Revision 1, DRAFT 2
Last modified on Sat. Oct 28 1995 by Resnick
Overview
This document has been prepared for the technical subcommittee of
PICS (Platform for Internet Content Selection). It defines a general
format for labels that permits them to be embedded in RFC-822 style
headers. It defines four methods by which PICS labels may be
transmitted:
IN A DOCUMENT
One or more labels may be embedded in a document. We specify the
format and note in particular how to use a META tag to embed labels
in html documents.
WITH A DOCUMENT
An http client can request that labels be
sent along with a document. A server can satisfy the request, by
sending the labels in http headers.
SEPARATELY
A client can request labels from a label server
that runs the http protocol. The labels may refer to items available
through protocols other than http, such as ftp, gopher, or netnews.
POSTING
A client may post labels to a label server that
runs the http protocol. The labels may refer to items avaiable
through prtocols other than http.
General Format
A label consists of a service identifier, label options,
and a rating. The service identifier tells who issued the
rating. Label options give additional properties of the document
being rated as well as the rating itself, such as the time the
document was rated. The rating itself is a set of attribute-value
pairs that describe a document along several dimensions.

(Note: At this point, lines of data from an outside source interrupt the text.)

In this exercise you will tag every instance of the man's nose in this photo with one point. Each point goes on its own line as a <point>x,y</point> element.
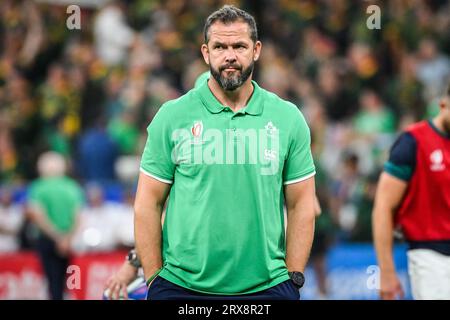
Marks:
<point>230,55</point>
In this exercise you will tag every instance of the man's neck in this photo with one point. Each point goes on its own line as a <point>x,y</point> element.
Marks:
<point>438,122</point>
<point>236,99</point>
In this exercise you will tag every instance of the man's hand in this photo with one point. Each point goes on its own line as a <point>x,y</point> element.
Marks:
<point>390,286</point>
<point>116,286</point>
<point>63,245</point>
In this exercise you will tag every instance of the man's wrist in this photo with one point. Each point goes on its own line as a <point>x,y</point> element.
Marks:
<point>297,278</point>
<point>152,277</point>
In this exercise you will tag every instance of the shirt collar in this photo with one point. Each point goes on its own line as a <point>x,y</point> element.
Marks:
<point>254,106</point>
<point>443,134</point>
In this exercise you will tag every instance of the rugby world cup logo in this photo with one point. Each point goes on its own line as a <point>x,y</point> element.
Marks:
<point>197,129</point>
<point>437,159</point>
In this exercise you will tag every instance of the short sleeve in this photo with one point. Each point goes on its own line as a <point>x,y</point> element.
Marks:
<point>156,158</point>
<point>35,196</point>
<point>299,164</point>
<point>402,157</point>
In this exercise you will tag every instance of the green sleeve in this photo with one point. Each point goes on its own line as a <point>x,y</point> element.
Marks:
<point>299,164</point>
<point>35,196</point>
<point>402,172</point>
<point>156,159</point>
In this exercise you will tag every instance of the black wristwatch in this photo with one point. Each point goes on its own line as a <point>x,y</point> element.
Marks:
<point>133,259</point>
<point>298,278</point>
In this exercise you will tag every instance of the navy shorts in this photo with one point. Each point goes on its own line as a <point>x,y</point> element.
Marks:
<point>161,289</point>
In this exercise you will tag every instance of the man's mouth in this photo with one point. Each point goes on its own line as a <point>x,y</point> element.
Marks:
<point>230,69</point>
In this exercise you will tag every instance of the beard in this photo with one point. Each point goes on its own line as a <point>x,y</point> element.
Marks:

The general format of a label is
service=(options...; rating=(...);)
Label options are as follows:
on = HTML-date
The date on which this rating was issued.
until = HTML-date
The date on which this rating expires.
for = [*]quotedURL
The URL of the item to which this rating applies. * indicates
that the label applies to all items matching the URL, which is useful
for assigning a rating to a site or directory.
by = quotedURL
The URL of the entity rating the item.
at = HTML-date
The last modification date of the item to which this rating
applies at the time the rating was assigned. This can serve as a
less expensive, but less reliable, alternative to the message
integrity check (MIC) options.
mic-md5 = Base64-string
A message integrity check (MIC) of the item being rated.
The MD5 Message Digest Algorithm is used to compute the MIC.
complete-label = quotedURL
Dereferencing this URL returns a complete label that can be used
in place of the currentone. The complete label has values for as many
attributes as possible. This is used when a short label is transmitted
for performance purposes but additional information is also available.
Example
For example, a label that uses the example rating system from
the document, "Rating Services and Rating Systems", might be as follows:
"http://www.gcf.org"=(
on="05 Nov 1994 08:08:08 -0500";
until="31 Dec 1995 23:59:59 -0000";
for="http://www.gcf.org/index.html";
by="mailto:rating-authority@gcf.org";
rating=(suds=0.5; density=none; color/hue=red);
)
Detailed Syntax
The following grammar, in modified BNF, describes the syntax of
labels. The methods by which labels are embedded in specific
protocols are detailed below.
Notes:
Whitespace is ignored except in quoted strings.
The strings in transmit-name-lists are case insensitive. All other
strings are case sensitive.
Additional options may be added over time. For experimental
purposes, options with names beginning "x-" may be
added at any time without prior arrangment. Extending the options
that are formally part of this specification requires an additional
consensus process before adoption.
This specification requires the use of US-ASCII. Note that the
document, "Rating Systems and Rating Services," describes how a
service can map the US-ASCII transmit-as names to descriptive strings
using other character sets.
Many protocols, such as Internet electronic mail, the HyperText
Transfer Protocol, and USENET News, use ASCII headers as described in
RFC-822. For use in such protocols, we define a new header,
PICS-Label, used to contain the labels described in this document.
The syntax is:
PICS-Label:
where label is described according to the syntax
above. Continuation lines beginning with whitespace may be used as
defined in RFC-822.
Embedding Labels in HyperText Markup Language (HTML)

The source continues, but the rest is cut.